The capital city of the United Kingdom is to break the pre-World War Two 1939 population record of 8.615 million residents in the next couple of weeks, despite a decade of ‘white flight’ that has seen over 600,000 native Britons flee the city.
After mass evacuations and hundreds of thousands of men being mobilised for the Second World War, London fell into seemingly terminal decline in the mid 20th century as many decided to resettle in the countryside. By the 1980’s the population of London had dropped to a remarkable low of 6.6 million, but it has since seen a revival in residency without precedent.
London’s Evening Standard newspaper quotes the remarks of one planning consultant who said of the growth: “Great cities rise and fall, but few in history have bounced back so strongly from losing more than two million people. London’s growth is so exceptional that it’s time to change our whole perspective on it”.
Population growth now runs at 100,000 a year, and the city is undergoing changes that have startled demographers who as recently as 2010 predicted London would remain a majority ethnic white city for decades to come. While migration from outside of Europe has continued as predicted, migration away from London by native white Britons was then an unappreciated factor, and has hastened the rapid demographic change of the city.
Census figures show that 620,000 white Britons left the city between 2001 and 2011, a trend that is unlikely to have been reversed since then. White British citizens dropped from making up over sixty percent of Londoners in 2001 to less than half a decade later.

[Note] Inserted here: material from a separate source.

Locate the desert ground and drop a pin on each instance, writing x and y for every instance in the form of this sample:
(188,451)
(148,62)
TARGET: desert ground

In London boroughs Barking and Dagenham, one third of all whites left the areas in ten years.
By comparison, the last time London was as large as it is now in 1939 the White British population was over 95%, with much of the remainder being classified as ‘White Irish’.
The sharp rise in population brings with it new challenges to the city. While the rapid growth of the 1920s & 30s which took London to over eight million citizens was housed in vast swathes of new Suburban housing estates known as ‘Metroland’, the Greenbelt and restrictive planning laws means less than half the number of new houses needed every year are actually built in the capital.